Letter to EU Ministers: Implement the Copyright Directive to fit modern day consumption of audiovisual works

The SAA sent a message to the Ministers responsible for Copyright, asking them to ensure that the implementation of the EU Directive provides for remuneration to audiovisual authors for the on-demand exploitation of their works.

The letter reminds Ministers that the cultural and creative sectors have been suffering significantly because of the COVID-19 pandemic and the restart of these sectors will be long and complex.

While cinemas were closed, the subscriptions to video-on-demand services sky-rocketed, accelerating the revenues’ growth of these platforms. However, this did not result in revenues for most audiovisual authors, an essential income that could have partially compensated for their loss of activities. Indeed, audiovisual authors do not receive royalties for the exploitation of their works by on-demand services in all countries. Such payments are only organised whether by law or voluntary agreements in six EU countries (Belgium, France, Estonia, Italy, Spain, Sweden) and Switzerland.

The importance of on-demand consumption of audiovisual works in our modern lives demonstrates that the remuneration structure of audiovisual authors is long outdated and must urgently be adapted.

As the Member States are in the process of implementing the EU Directive on Copyright in the Digital Single Market, the SAA urges the Ministers to redress this situation and introduce an unwaivable right to remuneration for audiovisual authors for the on-demand exploitation of their works.

An unwaivable right to remuneration collected from VOD platforms and distributed to authors by their CMOs is the appropriate solution to ensuring that audiovisual authors receive royalties for the on-demand exploitation of their works.
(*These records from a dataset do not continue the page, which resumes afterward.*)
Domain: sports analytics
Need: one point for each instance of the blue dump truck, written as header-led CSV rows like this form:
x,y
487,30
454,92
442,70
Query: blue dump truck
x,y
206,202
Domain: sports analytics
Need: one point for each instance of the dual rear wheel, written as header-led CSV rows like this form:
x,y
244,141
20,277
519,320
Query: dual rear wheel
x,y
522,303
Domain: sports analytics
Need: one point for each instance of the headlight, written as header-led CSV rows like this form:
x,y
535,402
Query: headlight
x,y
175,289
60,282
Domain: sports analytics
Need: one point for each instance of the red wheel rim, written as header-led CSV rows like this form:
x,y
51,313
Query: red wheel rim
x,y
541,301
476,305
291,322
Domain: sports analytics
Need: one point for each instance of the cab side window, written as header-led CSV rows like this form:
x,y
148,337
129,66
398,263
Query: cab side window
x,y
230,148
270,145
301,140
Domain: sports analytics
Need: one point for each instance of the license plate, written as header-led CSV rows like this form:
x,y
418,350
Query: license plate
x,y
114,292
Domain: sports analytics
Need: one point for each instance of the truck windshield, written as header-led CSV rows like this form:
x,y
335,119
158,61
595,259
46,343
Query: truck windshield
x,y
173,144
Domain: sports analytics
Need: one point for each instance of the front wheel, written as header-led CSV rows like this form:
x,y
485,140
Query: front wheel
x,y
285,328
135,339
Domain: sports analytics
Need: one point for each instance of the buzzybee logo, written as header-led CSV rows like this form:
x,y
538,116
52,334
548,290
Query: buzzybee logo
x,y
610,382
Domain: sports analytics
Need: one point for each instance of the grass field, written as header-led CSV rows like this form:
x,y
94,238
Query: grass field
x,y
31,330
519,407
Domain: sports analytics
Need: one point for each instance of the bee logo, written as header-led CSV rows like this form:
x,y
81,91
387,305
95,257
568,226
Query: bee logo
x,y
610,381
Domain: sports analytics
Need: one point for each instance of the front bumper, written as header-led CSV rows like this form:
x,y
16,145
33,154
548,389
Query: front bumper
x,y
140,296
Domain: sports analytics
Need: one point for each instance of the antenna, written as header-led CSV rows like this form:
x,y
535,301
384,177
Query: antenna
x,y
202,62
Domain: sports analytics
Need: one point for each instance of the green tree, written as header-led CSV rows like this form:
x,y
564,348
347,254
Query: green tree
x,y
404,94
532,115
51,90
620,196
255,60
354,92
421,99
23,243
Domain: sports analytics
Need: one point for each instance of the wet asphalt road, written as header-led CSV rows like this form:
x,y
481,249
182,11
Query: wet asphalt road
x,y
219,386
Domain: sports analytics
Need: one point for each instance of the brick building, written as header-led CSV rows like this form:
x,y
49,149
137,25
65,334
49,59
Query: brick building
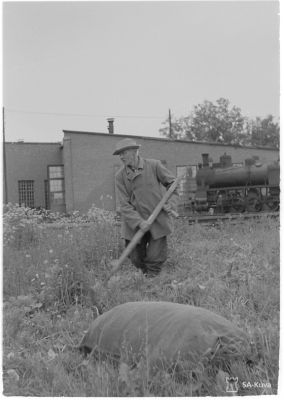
x,y
80,171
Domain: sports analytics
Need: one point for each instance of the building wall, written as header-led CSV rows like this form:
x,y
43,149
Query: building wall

This is in line with the spirit of Article 18 of the Directive that states that “Member States shall ensure that where authors and performers licence or transfer their exclusive rights for the exploitation of their works or other subject matter, they are entitled to receive appropriate and proportionate remuneration”.

In an international and competitive market dominated by global players, CMOs are the only ones in the position to negotiate appropriate and proportionate royalties for audiovisual authors. To avoid such a remuneration to be considered included in the fee paid by the producer for making the film (buy-out contracts), audiovisual authors need the law to provide them with an unwaivable right to remuneration to be negotiated by their CMOs with the video-on-demand platforms.

It is important to note that such a solution would adapt the remuneration structure of audiovisual authors to the market and actual uses of their works, without adding any cost on the financing and production of works nor to the state or public institutions’ budgets supporting the production and distribution of European works. The cost of the remuneration of the audiovisual authors for the exploitation of their works on-demand would be borne by on-demand services and based on the revenues generated by their business.

The SAA hopes that in this moment of learning the lessons of the impact of such a devastating pandemic on the cultural and creative sectors, the Member States will pay special attention to the authors and try to make them stronger out of the crisis. For audiovisual authors, such an unwaivable remuneration for on-demand exploitation collectively managed is essential as demonstrated in countries where it exists.